1. Strong Chemical Stability: It maintains its chemical stability at high temperatures and is resistant to decomposition or deterioration.
2. Non-toxic and Harmless: It is non-toxic and harmless to humans and the environment, without generating harmful substances during use.
3. Renewable: It is a renewable resource that can be recycled through natural reactions.
4. High Insulation: It exhibits excellent insulating properties, suitable for the electronics industry.

Advantages

1. Enhanced Product Performance: Used in building materials such as glass and ceramics, it improves product quality and performance.
2. Environmental Applications: It can be used in wastewater treatment, flue gas desulfurization, and soil remediation, contributing to environmental protection.
3. Biomedical Applications: In the medical field, magnesium oxide serves as an antacid ingredient to relieve discomfort caused by excessive stomach acid secretion.

Application Fields

1. Industrial Applications: Used in the manufacture of fireproof boards, fireproof coatings, refractory bricks, and other fireproof materials, as well as catalysts, desiccants, and adsorbents.
2. Agriculture and Chemical Industry: Used in the production of fertilizers, pesticides, and dyes, enhancing product quality and performance.
3. Electronic Components: As a packaging material for electronic components, it improves their stability and reliability.
4. Biomedicine: Used in the manufacture of artificial bones, teeth, and other medical devices, with good biocompatibility and antibacterial properties.

Production Techniques

Magnesium oxide can be produced through various methods, including the carbonation process, calcination of magnesium hydroxide, soda ash process, and ammonium bicarbonate process. The choice of method often depends on the specific needs and characteristics of downstream industries. For example, the carbonation process can produce lightweight magnesium oxide, while the calcination of magnesium hydroxide can produce high-purity magnesium oxide.

Theory (Background)

Magnesium oxide consists of Mg²⁺ ions and O²⁻ ions bound together through ionic bonds to form a crystal lattice. At high temperatures, magnesium oxide exhibits excellent physical and chemical stability, making it a model system for studying crystal vibration characteristics.
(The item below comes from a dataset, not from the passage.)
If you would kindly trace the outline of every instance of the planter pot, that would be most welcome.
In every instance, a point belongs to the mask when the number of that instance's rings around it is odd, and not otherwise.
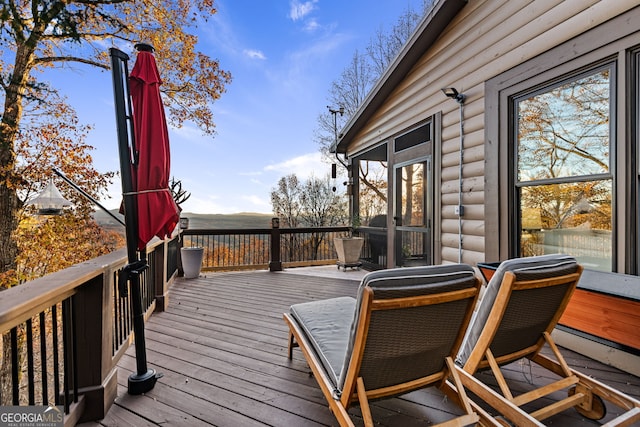
[[[185,279],[195,279],[200,276],[204,248],[181,248],[182,270]]]
[[[338,254],[339,265],[359,265],[360,251],[364,244],[362,237],[336,237],[333,239]]]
Additionally, magnesium oxide is widely regarded as the most effective metal stabilizer compared to silicate cement, lime, and others due to its superior buffering capacity, cost-effectiveness, and ease/safety of operation.

Services

Magnesium oxide enterprises should establish an application technology department with professional technical service personnel. These personnel should possess extensive knowledge and experience in production processes, technology, and magnesium oxide applications, enabling them to provide professional technical support and solutions to customers.

Packaging and Storage

Magnesium oxide should be stored in a cool, well-ventilated warehouse, avoiding direct sunlight and high temperatures. The warehouse should be kept away from fire sources and heat to prevent magnesium oxide from undergoing chemical reactions or fires due to high temperatures. The packaging of magnesium oxide should be intact to prevent leakage, damage, or dropping during transportation. According to the HG/T 2573-2012 standard, the packaging of industrial light magnesium oxide must comply with specific regulations.

Preventive Measures

1. Industrial Protection: Operators should wear appropriate personal protective equipment, such as dust masks, chemical safety goggles, breathable work clothes, and rubber gloves, during industrial use.
2. Medical Monitoring: When using magnesium oxide preparations in the medical field, they should be used as prescribed by a doctor to avoid long-term or excessive use, which may cause harm to the human body.
3. Environmental Monitoring: During storage and transportation, clear emergency response plans should be in place to address potential leaks or other emergencies.